Interactive Approaches to Video Lecture Assessment
A growing number of universities and other educational institutions record videos of regularly scheduled classes and lectures to provide students with additional resources for their study. However, the video alone is not necessarily the same than a carefully prepared educational video. The main issue is that they are typically not post-processed in an editorial sense. That is, the videos often contain longer periods of silence or inactivity, unnecessary repetitions, spontaneous interaction with students, or even corrections of prior false statements or mistakes. Furthermore, there is often no summary or table of contents of the video, unlike with educational videos that supplement a certain curriculum and are well scripted and edited. Thus, the plain recording of a lecture is a good start but far from a good e-learning resource.

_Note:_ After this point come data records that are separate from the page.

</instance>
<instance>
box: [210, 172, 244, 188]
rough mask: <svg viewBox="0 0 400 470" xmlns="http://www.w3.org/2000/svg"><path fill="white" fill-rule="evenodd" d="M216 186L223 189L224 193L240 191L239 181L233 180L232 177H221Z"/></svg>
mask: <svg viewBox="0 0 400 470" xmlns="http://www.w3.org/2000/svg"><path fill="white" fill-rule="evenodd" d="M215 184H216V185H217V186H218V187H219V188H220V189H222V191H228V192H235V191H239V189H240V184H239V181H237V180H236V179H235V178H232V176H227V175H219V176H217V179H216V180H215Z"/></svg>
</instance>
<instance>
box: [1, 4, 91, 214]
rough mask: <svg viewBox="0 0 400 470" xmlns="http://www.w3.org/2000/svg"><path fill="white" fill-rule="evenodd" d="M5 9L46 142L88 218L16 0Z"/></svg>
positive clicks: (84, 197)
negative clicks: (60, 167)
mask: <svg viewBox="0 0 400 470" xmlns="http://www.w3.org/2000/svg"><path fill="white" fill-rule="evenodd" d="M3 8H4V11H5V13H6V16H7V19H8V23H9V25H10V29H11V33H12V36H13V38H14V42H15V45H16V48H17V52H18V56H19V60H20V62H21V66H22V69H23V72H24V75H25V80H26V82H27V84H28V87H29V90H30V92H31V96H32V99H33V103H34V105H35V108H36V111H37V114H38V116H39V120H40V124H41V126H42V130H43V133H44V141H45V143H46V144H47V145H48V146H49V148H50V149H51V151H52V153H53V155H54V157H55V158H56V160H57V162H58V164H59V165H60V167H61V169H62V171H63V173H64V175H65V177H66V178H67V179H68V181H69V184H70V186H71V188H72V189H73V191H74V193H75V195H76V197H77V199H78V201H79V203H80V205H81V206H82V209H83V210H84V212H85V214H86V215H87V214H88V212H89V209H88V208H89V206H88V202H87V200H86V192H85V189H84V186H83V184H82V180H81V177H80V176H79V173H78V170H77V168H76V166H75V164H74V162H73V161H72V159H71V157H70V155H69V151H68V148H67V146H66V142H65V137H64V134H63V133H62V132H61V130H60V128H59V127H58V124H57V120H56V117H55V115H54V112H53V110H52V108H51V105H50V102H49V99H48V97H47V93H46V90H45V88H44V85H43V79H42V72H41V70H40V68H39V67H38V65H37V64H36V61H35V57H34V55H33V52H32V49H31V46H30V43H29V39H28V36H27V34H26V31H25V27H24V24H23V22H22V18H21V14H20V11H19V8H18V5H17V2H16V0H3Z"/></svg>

This thesis describes a system that can close the gap between a plain video recording and useful e-learning resource by producing automatic summaries and providing an interactive lecture browser that can visualize automatically extracted key phrases and their importance on an augmented time line. The lecture browser depends on four tasks: automatic speech recognition, automatic extraction and ranking of key phrases, extractive speech summarization, and the visualization of the phrases and their salience. These tasks as well as the contribution to the state of the art are described in detail and evaluated on a newly acquired corpus of academic spoken English, the LMELectures. A first user study shows that students using the lecture browser can solve a topic localization task about 29% faster than students that are provided with the video only.